Обычно около шести мама выходила и принималась наводить порядок в доме, если можно назвать наведением порядка то, что она чуть-чуть сдвигала какую-нибудь безделушку или расправляла кружевную салфетку под вазой. Потом шла на кухню, перемывала оставшуюся после обеда посуду, которую у нее не было сил вымыть сразу, и начинала не торопясь готовить ужин – все равно других занятий на вечер у нее не было; Томмазо возвращался не раньше десяти, его кормили супом в богадельне, где он ухаживал за больным братом; эти сиделки взваливают на него свою работу, возмущалась мама, а он и рад, как будто ему делают невесть какое одолжение.

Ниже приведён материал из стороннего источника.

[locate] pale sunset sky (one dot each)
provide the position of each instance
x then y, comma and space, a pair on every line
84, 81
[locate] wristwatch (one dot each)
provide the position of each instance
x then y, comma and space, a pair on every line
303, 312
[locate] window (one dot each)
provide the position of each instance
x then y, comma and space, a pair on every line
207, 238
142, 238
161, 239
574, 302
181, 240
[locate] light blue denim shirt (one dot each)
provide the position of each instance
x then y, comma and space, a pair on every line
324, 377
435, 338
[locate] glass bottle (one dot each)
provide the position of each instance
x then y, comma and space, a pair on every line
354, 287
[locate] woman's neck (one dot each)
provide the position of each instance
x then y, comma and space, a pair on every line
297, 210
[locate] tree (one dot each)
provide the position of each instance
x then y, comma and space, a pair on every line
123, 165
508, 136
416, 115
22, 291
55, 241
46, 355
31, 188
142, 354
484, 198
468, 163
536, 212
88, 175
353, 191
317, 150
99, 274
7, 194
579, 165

Больше всего мы любили вечера, когда можно было хоть немного побыть с мамой – не то чтобы она с нами разговаривала, но даже несколько слов были для нас несказанной радостью. А еще вечерами нам позволялось даже послушать по радио легкую музыку, конечно негромко, но все же мама не могла устоять перед умоляющим голоском Нены: мамочка, ну пожалуйста, ну хоть капельку музыки, – и не переключала на другую программу. Я же предпочитал слушать одного обозревателя, который рассказывал обо всем, что делается мире, так и сыпал названиями из моего учебника географии – ах, как это было интересно! Сегодня в Париже, говорил он, генерал де Голль начинает серию консультаций по Суэцкой проблеме... я закрывал глаза и видел стройную, будто кружевную, Эйфелеву башню, пирамиды и сфинкса с лицом, изъеденным веками и суховеями.

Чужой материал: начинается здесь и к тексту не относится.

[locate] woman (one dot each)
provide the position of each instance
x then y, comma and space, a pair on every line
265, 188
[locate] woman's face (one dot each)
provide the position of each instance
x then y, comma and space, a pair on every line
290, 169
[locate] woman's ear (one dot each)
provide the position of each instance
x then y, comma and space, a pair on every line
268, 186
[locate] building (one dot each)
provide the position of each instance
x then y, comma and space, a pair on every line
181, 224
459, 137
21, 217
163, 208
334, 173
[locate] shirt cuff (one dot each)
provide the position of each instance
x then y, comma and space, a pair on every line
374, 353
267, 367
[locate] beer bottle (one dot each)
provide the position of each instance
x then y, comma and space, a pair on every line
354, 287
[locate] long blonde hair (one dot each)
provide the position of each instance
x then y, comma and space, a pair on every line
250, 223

Потом я долго не мог уснуть. Лежал на кровати, уставясь в темный проем окна и прислушиваясь к ровному дыханию спящей Нены. Перед сном мама обязательно заглядывала к нам в спальню, потому что Белафонте повадился прятаться под Нениной кроватью, а на ночь устраивался, свернувшись клубочком у нее в ногах, против чего мама очень возражала – говорила, что это негигиенично. Но Белафонте быстро сообразил, как ее обхитрить, и вылезал теперь из-под кровати, только когда в доме все стихало. При всей моей неприязни к Белафонте я его не выдавал, понимая, что Нене было бы без него слишком одиноко. Итак, Нена спала, Белафонте мурлыкал и скреб когтями по простыне, а я лежал в темноте и слушал далекие гудки составов, выезжающих из города. Часто я воображал, что уезжаю. Я воображал, что и сам под покровом ночи впрыгиваю в один из этих поездов, когда он замедляет ход из-за ремонта железнодорожного полотна. Весь мой багаж – часы со светящимися стрелками да учебник географии. Вагонные коридоры устланы мягкими коврами, в купе сиденья, обитые красным бархатом, подголовники в белых полотняных чехлах, приятно пахнет табаком и штофом, пассажиров мало, и те уже спят в свете голубоватых ночников. Я устраиваюсь в пустом купе, открываю учебник и решаю отправиться в одно из мест, изображенных на фотографиях, иногда это la ville lumière[93]93
  Город в огнях (франц.).


[Закрыть]
с высоты собора Парижской богоматери, иногда афинский Парфенон на закате, но больше всего меня привлекает оживленный сингапурский порт, где люди в конусообразных шляпах катят на фоне самых причудливых строений. Просыпался я в рассветной духоте; первые лучи солнца, пробиваясь сквозь планки ставен, вычерчивали на полу желтоватую лесенку, косо взбиравшуюся по бахроме Нениного покрывала.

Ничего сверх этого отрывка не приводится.